Fiński Związek Narciarski do programu uroczystych obchodów stulecia federacji musiał wpisać posiedzenie, na którym rozważano sprawę Olliego. Pomimo namowy sam skoczek nie pojawił się na miejscu ani nawet nie pozostał w kontakcie telefonicznym na czas zebrania. "Nie zrobiłem nic złego, nie mam tam żadnego interesu" powiedział.

Suomen Hiihtoliitto uznało, że Olli naruszył regulamin związku i złamał zasady panujące w reprezentacji. Odniesiono się także do jego wulgarnego zachowania na lotnisku w Helsinkach. Skoczek został wykluczony ze startów w reprezentacji do końca tego sezonu.

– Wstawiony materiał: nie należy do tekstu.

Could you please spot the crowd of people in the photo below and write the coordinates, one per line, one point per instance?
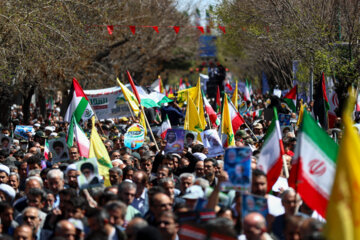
(152, 195)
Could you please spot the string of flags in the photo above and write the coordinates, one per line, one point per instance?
(133, 28)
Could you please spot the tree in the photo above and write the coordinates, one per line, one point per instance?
(44, 44)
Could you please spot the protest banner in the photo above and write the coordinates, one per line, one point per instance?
(174, 141)
(212, 142)
(6, 142)
(252, 203)
(89, 176)
(237, 164)
(134, 137)
(59, 150)
(21, 131)
(108, 103)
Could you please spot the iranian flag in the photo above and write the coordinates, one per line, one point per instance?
(164, 127)
(79, 105)
(290, 99)
(82, 142)
(247, 92)
(210, 111)
(236, 119)
(270, 159)
(46, 150)
(314, 165)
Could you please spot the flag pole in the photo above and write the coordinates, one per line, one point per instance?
(148, 125)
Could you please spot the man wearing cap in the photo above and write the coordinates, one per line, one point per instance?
(4, 174)
(7, 193)
(192, 194)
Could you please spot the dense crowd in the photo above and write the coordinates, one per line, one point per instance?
(153, 195)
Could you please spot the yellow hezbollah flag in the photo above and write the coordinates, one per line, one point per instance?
(130, 98)
(226, 126)
(343, 211)
(199, 103)
(192, 119)
(98, 151)
(183, 94)
(235, 98)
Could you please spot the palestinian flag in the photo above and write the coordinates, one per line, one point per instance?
(164, 127)
(218, 102)
(82, 142)
(321, 104)
(210, 111)
(314, 165)
(270, 159)
(79, 105)
(152, 99)
(290, 99)
(247, 92)
(236, 119)
(182, 85)
(46, 150)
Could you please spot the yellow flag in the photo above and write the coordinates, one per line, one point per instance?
(183, 94)
(343, 211)
(226, 126)
(199, 103)
(192, 119)
(301, 112)
(130, 98)
(235, 98)
(98, 151)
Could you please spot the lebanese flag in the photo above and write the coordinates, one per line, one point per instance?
(79, 104)
(290, 98)
(164, 127)
(270, 159)
(236, 119)
(247, 92)
(46, 150)
(314, 165)
(210, 111)
(82, 142)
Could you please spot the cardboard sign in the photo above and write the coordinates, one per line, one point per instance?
(21, 131)
(175, 141)
(59, 150)
(251, 203)
(212, 142)
(134, 137)
(238, 166)
(89, 176)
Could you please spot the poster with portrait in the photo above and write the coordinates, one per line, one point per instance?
(59, 150)
(252, 203)
(21, 131)
(174, 141)
(5, 142)
(190, 137)
(89, 174)
(237, 164)
(212, 142)
(134, 137)
(284, 119)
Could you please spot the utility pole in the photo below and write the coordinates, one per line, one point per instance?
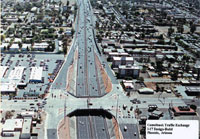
(117, 105)
(64, 110)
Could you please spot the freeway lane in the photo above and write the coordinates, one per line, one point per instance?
(88, 127)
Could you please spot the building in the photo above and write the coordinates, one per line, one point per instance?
(192, 90)
(25, 47)
(3, 70)
(146, 91)
(12, 125)
(183, 110)
(122, 61)
(116, 54)
(14, 47)
(128, 85)
(129, 71)
(40, 46)
(16, 74)
(4, 46)
(26, 130)
(36, 75)
(28, 114)
(8, 88)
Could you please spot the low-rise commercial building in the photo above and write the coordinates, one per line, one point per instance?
(36, 74)
(122, 61)
(129, 70)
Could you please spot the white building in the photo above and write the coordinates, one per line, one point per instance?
(40, 46)
(4, 45)
(25, 46)
(14, 47)
(122, 61)
(7, 88)
(16, 74)
(129, 71)
(12, 125)
(146, 91)
(36, 74)
(3, 70)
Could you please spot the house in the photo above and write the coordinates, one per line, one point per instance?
(113, 54)
(12, 125)
(146, 91)
(14, 47)
(25, 47)
(183, 110)
(129, 70)
(40, 46)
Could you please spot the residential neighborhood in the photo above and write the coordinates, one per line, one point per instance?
(87, 69)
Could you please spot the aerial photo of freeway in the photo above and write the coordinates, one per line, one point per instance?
(97, 69)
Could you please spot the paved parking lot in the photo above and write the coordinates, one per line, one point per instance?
(50, 63)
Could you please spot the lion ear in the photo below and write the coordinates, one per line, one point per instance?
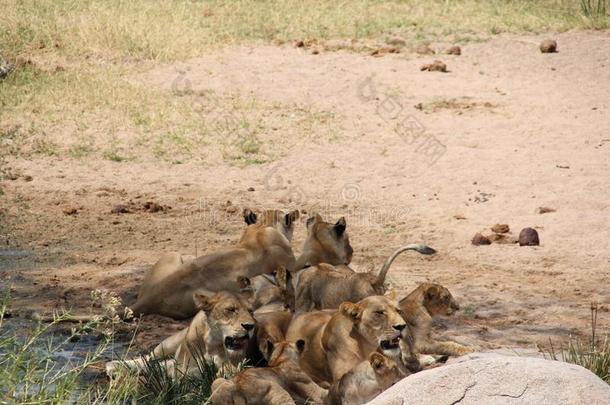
(291, 217)
(377, 360)
(281, 277)
(313, 220)
(249, 216)
(350, 309)
(340, 226)
(391, 295)
(244, 282)
(203, 300)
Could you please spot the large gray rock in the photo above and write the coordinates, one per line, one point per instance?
(491, 378)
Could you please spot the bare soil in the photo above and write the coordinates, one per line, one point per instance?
(414, 156)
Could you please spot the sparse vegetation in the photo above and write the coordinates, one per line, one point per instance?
(592, 353)
(75, 61)
(32, 371)
(595, 11)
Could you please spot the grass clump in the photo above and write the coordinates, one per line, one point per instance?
(592, 353)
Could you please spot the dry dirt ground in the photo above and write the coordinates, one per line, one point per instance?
(406, 156)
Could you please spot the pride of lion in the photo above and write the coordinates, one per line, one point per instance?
(310, 328)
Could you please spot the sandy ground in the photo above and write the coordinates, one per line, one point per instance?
(414, 157)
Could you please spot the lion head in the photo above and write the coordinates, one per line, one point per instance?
(377, 319)
(438, 300)
(229, 317)
(284, 223)
(285, 351)
(387, 372)
(326, 242)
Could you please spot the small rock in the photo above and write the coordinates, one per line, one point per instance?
(70, 211)
(478, 240)
(545, 210)
(5, 68)
(396, 41)
(385, 50)
(528, 237)
(500, 228)
(119, 209)
(436, 66)
(548, 46)
(153, 207)
(424, 50)
(502, 238)
(454, 50)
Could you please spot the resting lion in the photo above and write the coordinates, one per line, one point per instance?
(337, 341)
(270, 293)
(325, 243)
(169, 286)
(279, 384)
(323, 287)
(365, 381)
(419, 307)
(270, 330)
(220, 332)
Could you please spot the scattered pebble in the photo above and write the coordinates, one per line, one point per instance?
(548, 46)
(500, 228)
(478, 240)
(151, 206)
(528, 237)
(454, 50)
(545, 210)
(70, 211)
(396, 41)
(384, 50)
(424, 50)
(119, 209)
(436, 66)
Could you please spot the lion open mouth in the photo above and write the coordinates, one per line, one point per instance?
(391, 344)
(236, 343)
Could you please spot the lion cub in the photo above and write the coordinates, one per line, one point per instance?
(277, 384)
(419, 307)
(264, 246)
(221, 332)
(365, 381)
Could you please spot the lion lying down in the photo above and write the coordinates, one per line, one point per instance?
(277, 384)
(221, 331)
(325, 287)
(264, 246)
(365, 381)
(337, 341)
(419, 308)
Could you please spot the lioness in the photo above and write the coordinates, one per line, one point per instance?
(323, 287)
(365, 381)
(419, 307)
(271, 293)
(168, 288)
(220, 332)
(277, 384)
(337, 341)
(325, 243)
(270, 330)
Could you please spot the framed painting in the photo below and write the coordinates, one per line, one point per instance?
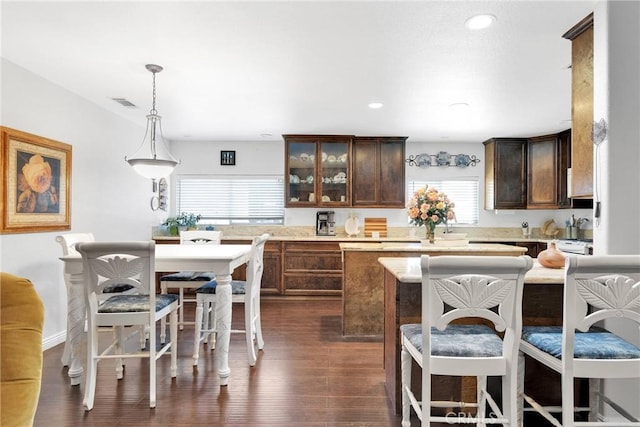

Pomimo starań nie docieczono przyczyny, dla której krytyka Olliego skupiła się na Janne Marvaili. Pod względem prawnym Olliemu grozi postępowanie sądowe za znieważenie, o ile Marvaila zdecyduje się wnieść oskarżenie. Na postępek Olliego gwałtownie zareagował główny sponsor reprezentacji. "Nie akceptujemy czegoś takiego, wymagamy od naszych partnerów rzeczowego zachowania" powiedział Pasi Jaatinen, szef marketingu firmy Halti.

Trener reprezentacji, Tommi Nikunen, liczy na powrót Olliego do ekipy w następnym sezonie.